For me the perfect photographic project (and single image) has an element of surprise, is sophisticated in its conception and is perfectly executed. For a project then to be published in a national newspaper, the subject matter needs to be accessible and of interest to a large number of readers. The perfect project isn’t always suitable for a broad publication like The Guardian, so understanding your readership is key. We are always looking for new interpretations of familiar subjects. Around the world right now we have one unavoidable and overwhelming story that countless photographers are working on and looking for new ways to tell. The challenge for photographers is to shed new light on the great concerns of our time; the climate crisis, inequality, migration, so that people stay interested. Successful projects often share a human experience, they bring the reader in and make them feel something different.
As regards the photographer's statement, what are the most important things for you to know about the work? When it comes to showing their work outside of University, have you any tips on how graduates should prepare their work and the supporting material that accompanies it?
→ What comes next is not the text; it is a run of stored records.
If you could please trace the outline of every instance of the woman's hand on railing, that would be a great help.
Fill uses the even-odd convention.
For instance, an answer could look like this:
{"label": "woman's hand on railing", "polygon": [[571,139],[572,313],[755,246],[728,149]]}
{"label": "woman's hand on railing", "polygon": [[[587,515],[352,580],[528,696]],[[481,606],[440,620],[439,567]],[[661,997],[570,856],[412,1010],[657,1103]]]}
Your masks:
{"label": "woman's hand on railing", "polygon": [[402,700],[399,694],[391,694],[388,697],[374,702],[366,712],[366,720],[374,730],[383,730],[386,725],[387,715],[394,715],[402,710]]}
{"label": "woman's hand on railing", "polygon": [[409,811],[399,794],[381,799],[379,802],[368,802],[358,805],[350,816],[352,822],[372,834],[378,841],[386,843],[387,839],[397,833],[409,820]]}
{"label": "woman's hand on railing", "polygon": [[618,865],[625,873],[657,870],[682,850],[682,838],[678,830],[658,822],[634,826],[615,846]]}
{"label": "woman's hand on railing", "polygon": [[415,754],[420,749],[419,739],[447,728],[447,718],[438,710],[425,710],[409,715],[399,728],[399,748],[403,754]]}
Statements should be clear and concise. It should take no more than a few minutes to read through them and quickly see how the images relate to the text. A great statement might just be a few sentences long. In practical terms: a short title, a paragraph of introduction and a pdf of images and text. Depending on the work the pdf might just be images and extended captions, or it might be a piece of writing and images with hardly any captions. This initial pdf is a taster of what is to come. Ten to fifteen images would be plenty and there needs to be a sense of how big the final piece is.
In your view, aside from specifically technical skills, what are the kind of qualities that completing a degree course in photography should endow an individual with?
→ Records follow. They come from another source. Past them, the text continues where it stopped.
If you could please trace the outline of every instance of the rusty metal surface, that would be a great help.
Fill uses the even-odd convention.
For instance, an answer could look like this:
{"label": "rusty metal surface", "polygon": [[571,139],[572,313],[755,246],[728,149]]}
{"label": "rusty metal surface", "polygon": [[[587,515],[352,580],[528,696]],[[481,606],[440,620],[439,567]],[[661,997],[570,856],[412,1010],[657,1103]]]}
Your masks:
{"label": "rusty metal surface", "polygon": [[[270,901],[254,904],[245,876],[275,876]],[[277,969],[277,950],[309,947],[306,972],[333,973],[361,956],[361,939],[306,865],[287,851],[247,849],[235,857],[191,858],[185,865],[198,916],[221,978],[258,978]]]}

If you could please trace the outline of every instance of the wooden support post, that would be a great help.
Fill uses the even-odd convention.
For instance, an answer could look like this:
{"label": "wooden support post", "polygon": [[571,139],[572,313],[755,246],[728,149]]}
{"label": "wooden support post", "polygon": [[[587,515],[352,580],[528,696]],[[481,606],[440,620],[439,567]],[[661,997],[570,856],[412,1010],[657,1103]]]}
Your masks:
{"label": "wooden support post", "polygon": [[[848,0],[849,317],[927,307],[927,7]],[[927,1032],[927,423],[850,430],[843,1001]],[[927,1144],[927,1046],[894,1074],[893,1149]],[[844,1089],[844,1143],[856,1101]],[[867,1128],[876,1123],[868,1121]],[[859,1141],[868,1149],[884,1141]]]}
So much of photography is actually about talking to people. Communication is key to everything from gaining the trust of someone whose story you want to tell or getting access to a particular location. Often setting up a project or a shoot can take endless phone calls and negotiations. So learning how to present yourself as someone who is genuine, confident in what they are doing and is easy to get along with is really important. The college environment is an incredible petri dish for ideas and trying out different ways of working. Really embracing that will give any graduate a wealth of experience. It is also a space for creating a support network that will help you to move on into professional work.
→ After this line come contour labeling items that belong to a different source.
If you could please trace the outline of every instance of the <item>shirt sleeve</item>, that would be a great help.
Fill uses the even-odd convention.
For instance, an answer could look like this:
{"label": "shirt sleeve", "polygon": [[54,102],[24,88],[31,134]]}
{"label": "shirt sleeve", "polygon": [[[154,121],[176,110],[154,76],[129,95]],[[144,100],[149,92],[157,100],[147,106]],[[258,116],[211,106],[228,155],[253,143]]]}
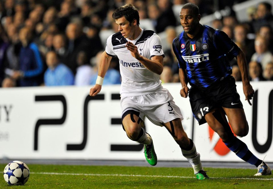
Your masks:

What are the particular challenges you see facing graduates from photography degree courses as they make their way into the world at this particular point in time?
In the past there was a vast gap between the number of people taking photographs and the number of images published. That is no longer the case as are so many ways to self-publish, be that online or in print. So, getting your work seen is not really an issue, but making a living out of it is just as hard now as it has ever been. There are very few newspaper jobs, but in certain areas there are more opportunities to have your work published as a freelancer. A lot of photography students want to work on long projects, but they need to understand that in most cases this will be a labour of love and they will need to find other ways of financing it.
What advice would you have for someone interested in working in your area of photography?
Don’t be precious with your work and keep busy. Put your time and effort into subjects that you yourself are interested in, because if you don’t care deeply then the work is lost. Find your area of interest and become an expert in it. Get to know people and maintain contacts. Divide your time between long and short projects. Don’t be afraid of dropping something and don’t hold off for your favourite publication, if you get an offer then take it and move on. Show your work to as many professionals as you can. If it is possible to meet in person then do so, but always show a completed project and have evidence of something you’re working on. Don’t waste your money on an expensive portfolio if you are a photo journalist.